Speech models benefit from augmentation because real audio varies widely.

Common augmentations include additive noise, speed perturbation, time masking, frequency masking, reverberation, random gain, and codec simulation.

SpecAugment is widely used for spectrogram features. It masks random time spans and frequency bands. The model must learn robust representations even when parts of the acoustic input are missing.

Augmentation improves robustness to recording conditions and reduces overfitting.

### Summary

Speech recognition is a sequence-to-sequence problem from audio to text. The input is usually a waveform or log-mel spectrogram.
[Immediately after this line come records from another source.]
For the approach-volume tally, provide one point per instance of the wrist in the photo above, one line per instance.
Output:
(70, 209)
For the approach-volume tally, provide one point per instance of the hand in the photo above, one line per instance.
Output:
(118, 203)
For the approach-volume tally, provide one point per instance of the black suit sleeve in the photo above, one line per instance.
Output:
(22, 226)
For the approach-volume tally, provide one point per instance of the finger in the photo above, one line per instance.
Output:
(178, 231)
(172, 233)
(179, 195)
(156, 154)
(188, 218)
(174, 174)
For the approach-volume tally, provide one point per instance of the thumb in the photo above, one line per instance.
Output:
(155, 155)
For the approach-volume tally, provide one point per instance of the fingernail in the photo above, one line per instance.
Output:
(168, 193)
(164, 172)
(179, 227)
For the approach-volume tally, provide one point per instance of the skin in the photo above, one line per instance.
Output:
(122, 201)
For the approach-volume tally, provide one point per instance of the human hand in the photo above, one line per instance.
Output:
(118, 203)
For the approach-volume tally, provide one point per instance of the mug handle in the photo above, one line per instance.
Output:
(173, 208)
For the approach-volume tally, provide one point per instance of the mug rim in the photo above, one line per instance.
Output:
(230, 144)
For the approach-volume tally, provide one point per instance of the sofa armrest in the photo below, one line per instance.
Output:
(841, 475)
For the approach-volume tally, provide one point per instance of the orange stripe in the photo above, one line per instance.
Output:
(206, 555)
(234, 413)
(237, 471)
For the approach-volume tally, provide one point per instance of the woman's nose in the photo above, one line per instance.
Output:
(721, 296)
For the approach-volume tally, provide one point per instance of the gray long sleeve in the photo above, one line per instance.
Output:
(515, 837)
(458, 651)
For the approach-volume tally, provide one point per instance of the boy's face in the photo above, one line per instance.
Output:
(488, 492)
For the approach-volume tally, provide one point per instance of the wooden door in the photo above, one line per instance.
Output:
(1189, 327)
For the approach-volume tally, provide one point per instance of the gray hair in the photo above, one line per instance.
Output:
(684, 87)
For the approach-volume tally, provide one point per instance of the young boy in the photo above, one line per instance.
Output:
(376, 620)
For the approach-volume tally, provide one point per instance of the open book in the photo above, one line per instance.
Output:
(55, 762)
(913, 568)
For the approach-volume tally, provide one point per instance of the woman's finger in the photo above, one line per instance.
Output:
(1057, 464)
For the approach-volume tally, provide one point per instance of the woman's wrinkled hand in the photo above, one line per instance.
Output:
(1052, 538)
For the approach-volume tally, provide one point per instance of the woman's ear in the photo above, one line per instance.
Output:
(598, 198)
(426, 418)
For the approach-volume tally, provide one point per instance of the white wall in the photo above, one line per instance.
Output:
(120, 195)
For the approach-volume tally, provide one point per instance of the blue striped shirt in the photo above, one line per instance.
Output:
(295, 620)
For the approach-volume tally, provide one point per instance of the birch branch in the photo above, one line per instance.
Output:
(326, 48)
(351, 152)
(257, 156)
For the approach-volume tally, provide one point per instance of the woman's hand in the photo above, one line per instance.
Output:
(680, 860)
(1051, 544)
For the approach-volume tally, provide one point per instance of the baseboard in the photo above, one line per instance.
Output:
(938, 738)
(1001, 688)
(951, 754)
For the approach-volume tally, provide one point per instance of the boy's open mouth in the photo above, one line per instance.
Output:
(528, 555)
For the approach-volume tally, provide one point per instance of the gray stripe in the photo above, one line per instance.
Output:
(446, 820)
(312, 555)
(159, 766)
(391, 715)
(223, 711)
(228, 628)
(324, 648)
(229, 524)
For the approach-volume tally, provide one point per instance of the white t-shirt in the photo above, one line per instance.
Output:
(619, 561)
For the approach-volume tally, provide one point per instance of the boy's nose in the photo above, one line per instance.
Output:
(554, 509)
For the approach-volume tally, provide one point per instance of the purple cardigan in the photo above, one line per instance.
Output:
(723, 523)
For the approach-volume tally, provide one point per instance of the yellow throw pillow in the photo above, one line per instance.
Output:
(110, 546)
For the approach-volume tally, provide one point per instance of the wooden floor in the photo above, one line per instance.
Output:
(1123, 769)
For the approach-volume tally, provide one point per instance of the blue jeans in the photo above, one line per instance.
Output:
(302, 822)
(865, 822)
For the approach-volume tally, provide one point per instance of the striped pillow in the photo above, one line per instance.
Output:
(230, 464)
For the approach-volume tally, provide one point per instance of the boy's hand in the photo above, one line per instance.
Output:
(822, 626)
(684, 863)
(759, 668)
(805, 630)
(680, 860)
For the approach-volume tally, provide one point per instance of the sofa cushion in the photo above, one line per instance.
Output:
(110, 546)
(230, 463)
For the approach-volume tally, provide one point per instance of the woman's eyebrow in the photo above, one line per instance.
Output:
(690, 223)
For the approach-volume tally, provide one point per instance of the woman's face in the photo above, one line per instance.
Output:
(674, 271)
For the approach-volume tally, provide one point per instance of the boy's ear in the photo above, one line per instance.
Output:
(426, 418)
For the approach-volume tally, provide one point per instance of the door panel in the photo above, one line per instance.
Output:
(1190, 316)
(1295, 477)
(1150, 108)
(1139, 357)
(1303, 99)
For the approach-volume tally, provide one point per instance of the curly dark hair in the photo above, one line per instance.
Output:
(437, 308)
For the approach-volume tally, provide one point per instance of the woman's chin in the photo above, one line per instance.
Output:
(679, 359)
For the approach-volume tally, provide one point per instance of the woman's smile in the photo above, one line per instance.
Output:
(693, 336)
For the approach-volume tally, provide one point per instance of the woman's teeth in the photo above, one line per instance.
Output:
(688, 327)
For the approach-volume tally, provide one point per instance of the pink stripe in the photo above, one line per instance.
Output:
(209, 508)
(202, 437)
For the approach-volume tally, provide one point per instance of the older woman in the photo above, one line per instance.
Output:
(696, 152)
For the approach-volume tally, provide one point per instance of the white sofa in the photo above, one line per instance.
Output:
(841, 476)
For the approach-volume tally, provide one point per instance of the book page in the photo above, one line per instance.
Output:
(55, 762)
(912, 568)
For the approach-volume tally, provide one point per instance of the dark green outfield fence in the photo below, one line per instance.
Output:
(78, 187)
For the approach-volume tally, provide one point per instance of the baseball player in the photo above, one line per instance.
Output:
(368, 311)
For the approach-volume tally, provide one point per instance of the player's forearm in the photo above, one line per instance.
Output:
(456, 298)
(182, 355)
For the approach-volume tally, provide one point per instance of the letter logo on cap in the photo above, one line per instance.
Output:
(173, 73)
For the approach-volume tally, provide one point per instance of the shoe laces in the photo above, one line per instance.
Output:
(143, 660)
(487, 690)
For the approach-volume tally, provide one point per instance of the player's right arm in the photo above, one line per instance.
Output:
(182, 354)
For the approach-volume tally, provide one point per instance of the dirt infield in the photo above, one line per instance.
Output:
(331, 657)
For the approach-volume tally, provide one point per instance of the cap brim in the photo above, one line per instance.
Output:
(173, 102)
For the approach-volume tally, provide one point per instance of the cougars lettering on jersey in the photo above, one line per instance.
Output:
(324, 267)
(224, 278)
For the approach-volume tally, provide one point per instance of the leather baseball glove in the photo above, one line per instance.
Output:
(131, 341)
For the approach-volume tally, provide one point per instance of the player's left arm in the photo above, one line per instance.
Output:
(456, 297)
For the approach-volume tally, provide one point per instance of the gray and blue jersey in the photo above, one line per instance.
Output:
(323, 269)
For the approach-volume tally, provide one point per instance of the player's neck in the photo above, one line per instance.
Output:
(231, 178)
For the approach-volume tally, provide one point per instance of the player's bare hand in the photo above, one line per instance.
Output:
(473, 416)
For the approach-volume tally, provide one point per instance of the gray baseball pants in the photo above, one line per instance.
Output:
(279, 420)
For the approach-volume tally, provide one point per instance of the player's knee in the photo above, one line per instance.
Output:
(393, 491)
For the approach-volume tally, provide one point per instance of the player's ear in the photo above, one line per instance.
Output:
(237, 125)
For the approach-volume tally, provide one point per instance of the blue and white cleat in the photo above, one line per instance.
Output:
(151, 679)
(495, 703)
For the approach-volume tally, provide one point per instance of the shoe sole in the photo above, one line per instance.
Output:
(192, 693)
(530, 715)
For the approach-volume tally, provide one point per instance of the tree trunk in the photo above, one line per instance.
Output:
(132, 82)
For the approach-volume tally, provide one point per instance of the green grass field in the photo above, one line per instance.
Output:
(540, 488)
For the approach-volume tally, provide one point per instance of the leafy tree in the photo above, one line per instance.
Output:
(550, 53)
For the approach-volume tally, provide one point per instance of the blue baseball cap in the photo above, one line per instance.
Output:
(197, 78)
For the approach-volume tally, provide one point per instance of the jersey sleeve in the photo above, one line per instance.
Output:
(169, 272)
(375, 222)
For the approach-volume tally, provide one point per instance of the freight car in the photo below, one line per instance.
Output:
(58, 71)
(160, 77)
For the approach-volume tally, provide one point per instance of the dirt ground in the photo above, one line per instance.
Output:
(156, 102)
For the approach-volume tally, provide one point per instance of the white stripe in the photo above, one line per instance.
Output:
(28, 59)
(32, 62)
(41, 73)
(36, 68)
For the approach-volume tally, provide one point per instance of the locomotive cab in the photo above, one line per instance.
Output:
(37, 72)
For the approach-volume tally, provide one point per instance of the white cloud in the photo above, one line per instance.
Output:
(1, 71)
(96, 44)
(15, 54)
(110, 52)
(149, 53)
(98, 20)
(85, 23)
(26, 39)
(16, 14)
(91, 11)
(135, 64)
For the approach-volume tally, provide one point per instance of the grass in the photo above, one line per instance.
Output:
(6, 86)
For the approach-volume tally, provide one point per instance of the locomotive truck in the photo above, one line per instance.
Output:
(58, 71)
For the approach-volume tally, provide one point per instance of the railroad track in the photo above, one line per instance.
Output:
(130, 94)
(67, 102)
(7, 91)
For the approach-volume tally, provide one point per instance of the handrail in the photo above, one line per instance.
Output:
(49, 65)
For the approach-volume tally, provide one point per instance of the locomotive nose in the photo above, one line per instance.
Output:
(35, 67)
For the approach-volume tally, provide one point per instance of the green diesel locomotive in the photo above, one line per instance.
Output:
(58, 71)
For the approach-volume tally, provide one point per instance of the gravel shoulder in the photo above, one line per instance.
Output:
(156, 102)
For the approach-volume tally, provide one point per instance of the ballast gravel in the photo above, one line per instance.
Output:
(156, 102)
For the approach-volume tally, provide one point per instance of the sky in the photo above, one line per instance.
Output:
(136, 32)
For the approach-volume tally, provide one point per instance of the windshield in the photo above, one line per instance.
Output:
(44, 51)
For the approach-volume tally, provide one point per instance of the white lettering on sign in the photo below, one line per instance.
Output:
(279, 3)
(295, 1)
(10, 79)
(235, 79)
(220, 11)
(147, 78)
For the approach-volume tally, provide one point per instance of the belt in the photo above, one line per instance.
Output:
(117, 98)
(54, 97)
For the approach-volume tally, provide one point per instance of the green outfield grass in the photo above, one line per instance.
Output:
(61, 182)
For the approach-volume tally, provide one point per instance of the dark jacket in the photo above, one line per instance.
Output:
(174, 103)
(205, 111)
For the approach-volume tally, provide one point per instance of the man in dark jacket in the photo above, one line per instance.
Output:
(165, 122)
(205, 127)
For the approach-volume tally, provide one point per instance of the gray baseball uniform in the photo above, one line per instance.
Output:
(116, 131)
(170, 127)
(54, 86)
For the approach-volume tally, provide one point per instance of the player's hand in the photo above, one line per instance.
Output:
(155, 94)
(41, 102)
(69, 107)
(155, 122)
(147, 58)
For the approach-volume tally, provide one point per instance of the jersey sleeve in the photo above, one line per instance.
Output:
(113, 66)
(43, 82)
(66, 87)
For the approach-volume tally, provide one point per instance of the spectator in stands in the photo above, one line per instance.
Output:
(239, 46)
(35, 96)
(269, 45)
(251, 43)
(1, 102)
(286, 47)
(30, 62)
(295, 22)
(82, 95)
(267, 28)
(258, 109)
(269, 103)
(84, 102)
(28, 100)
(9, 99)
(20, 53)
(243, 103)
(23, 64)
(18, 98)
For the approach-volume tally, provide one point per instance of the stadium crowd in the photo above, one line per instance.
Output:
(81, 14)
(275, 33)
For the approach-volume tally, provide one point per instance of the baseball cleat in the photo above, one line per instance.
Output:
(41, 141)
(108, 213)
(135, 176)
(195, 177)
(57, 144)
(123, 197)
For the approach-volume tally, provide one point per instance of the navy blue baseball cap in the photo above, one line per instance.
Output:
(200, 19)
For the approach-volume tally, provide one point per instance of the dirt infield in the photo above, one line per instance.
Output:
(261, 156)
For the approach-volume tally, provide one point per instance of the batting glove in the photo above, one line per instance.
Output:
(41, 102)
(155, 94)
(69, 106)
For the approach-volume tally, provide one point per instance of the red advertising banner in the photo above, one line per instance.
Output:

The output is a sequence of text tokens.

CTC models train without frame-level alignments by summing over possible audio-token alignments. Encoder-decoder models generate text autoregressively using attention over acoustic states. Hybrid CTC-attention models combine alignment strength with language-modeling capacity. Transducer models are especially useful for streaming recognition.

In PyTorch, speech recognition systems require careful tensor shape handling, audio feature extraction, padding masks, sequence lengths, CTC or cross-entropy losses, and decoding procedures.